Thanks for the detailed reply. Sorry, I wasn't meaning to teach you to suck eggs. That part of my reply was for readers who don't know much about Drupal beyond it having a strange name.
Interesting: I didn't know about the table lock on cache! Are you using Drupal 6? I've just done a search, but didn't find anything. I did find a status report I didn't know about! At admin/reports/status/sql which shows lock hits amongst other things. Maybe you are on Drupal 5? The cache updates I found where all straight inserts/updates or deletes. But whatever - I'd say that you were right in moving caching to memcached if you have to support millions of pageviews.
Yes - I agree the cache layer needs PHP execution, and that's not so great. Actually, IMO it's not the PHP, but that it's a hit against the database, even though it is a single query. A hit against the file system would avoid the whole DB connection and query. Drupal Boost caching module wouldn't bring huge benefits for you because you have lots of logged in users, but it uses static files and doesn't hit the database.
Block cache can be efficient at cutting down database hits and code execution. And if you are using Views2, it will also use block caching for HTML and queries. It has options for lots of different caching strategies - from one for everyone through to per user per block. Block caching not well documented though.
One thing that I'm not sure of is why one website would interfere with the cache of another if you are not sharing content. [Readers: you can configure Drupal to use a single database for all websites, or multiple databases. If you have a single database, then you can configure each installation to use a different set of tables, through setting a prefix to the table name. It's very unusual to share any of the cache tables across sites except in the shared-content scenario, where the same content is being presented on more than one website.] Maybe I've misunderstood. It might be that the sites are running on a cluster against a db shared across the cluster. In this scenario, I can imagine one machine locking others out, though I'm not sure where in the code a table lock is.
Multisite: Good points and bad points. The management of update is the bad point, when you put in a new module with database upgrades. You have global downtime unless you do progressive updates by putting the module first in the specific directory for each of the particular sites and running update for that site. But it does lower the admin cost.
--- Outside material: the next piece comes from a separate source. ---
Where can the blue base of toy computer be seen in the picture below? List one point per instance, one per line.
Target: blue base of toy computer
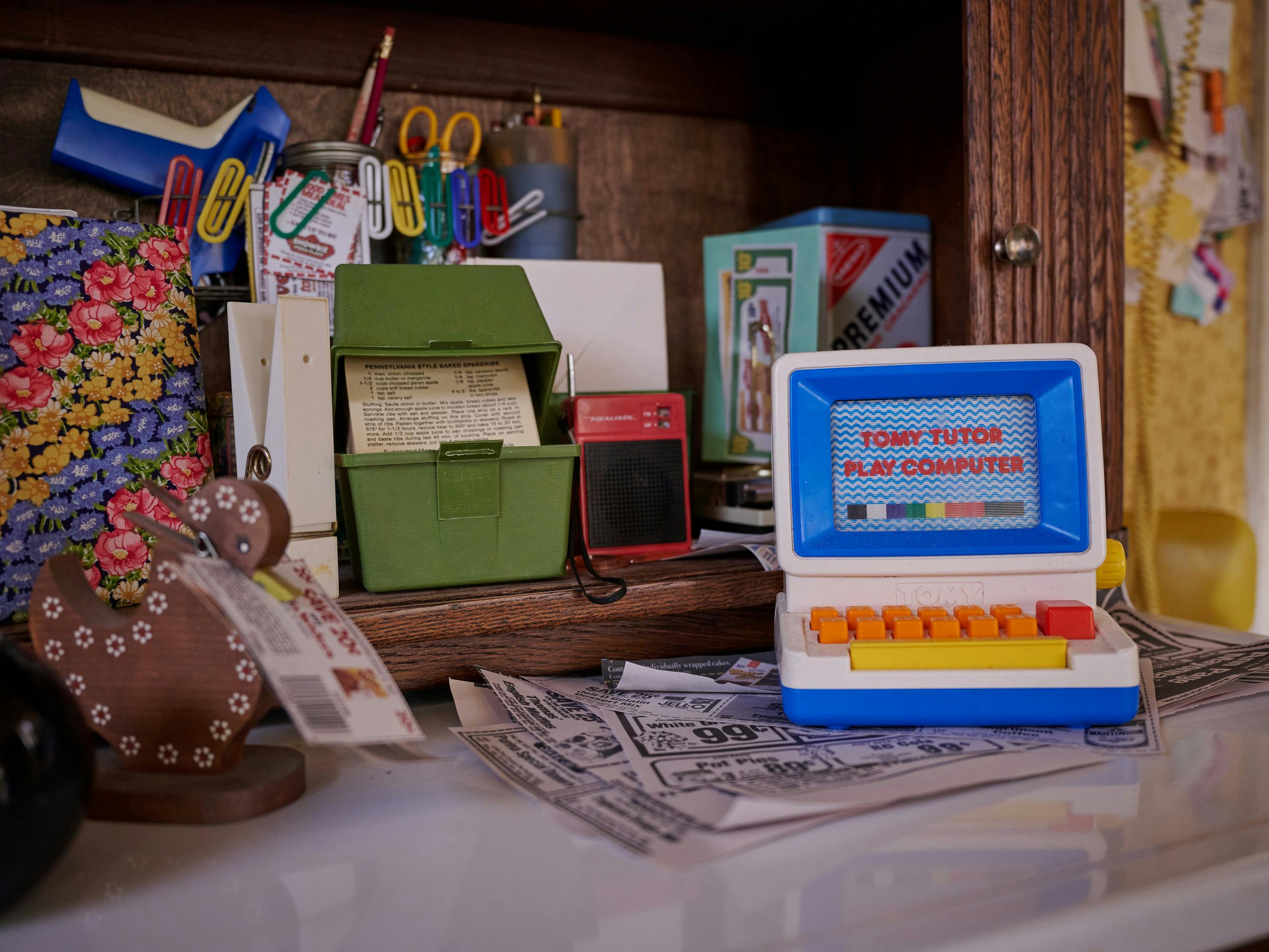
(960, 707)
SQL rewriting works in some circumstances. See hook_db_rewrite_sql. [Readers: The base problem is that it's difficult with modularity to avoid explosion of queries. This is true of all modular systems with database interactivity. You can avoid it if one module is intimately aware of another, and then the two can co-operate, though this is context dependent. For instance - if the first module loads the user details (name, user account, email, etc), and a second, optional, module loads a user profile, then you could cut down on the queries by including the user profile columns as part of the user table, and loading the two at the same time. Modularity, however, is not your friend here - to make the management of a profile module easy, it's much better to have it in its own table. But now you are doing table joins or loading one and then the other. If you have a heavily customised system, then you can make the joined table by hand, and modify the queries. You can do this either by changing the core code, or by rewriting the SQL on-the-fly, by writing a new module. With the second option you can leave the core alone, and your changes are overlayed, at the cost of a small drop in performance of the PHP (since there's an extra function to run). The PHP drop is almost certainly negligible compared to the database speed-up, except where the database is already in memory.]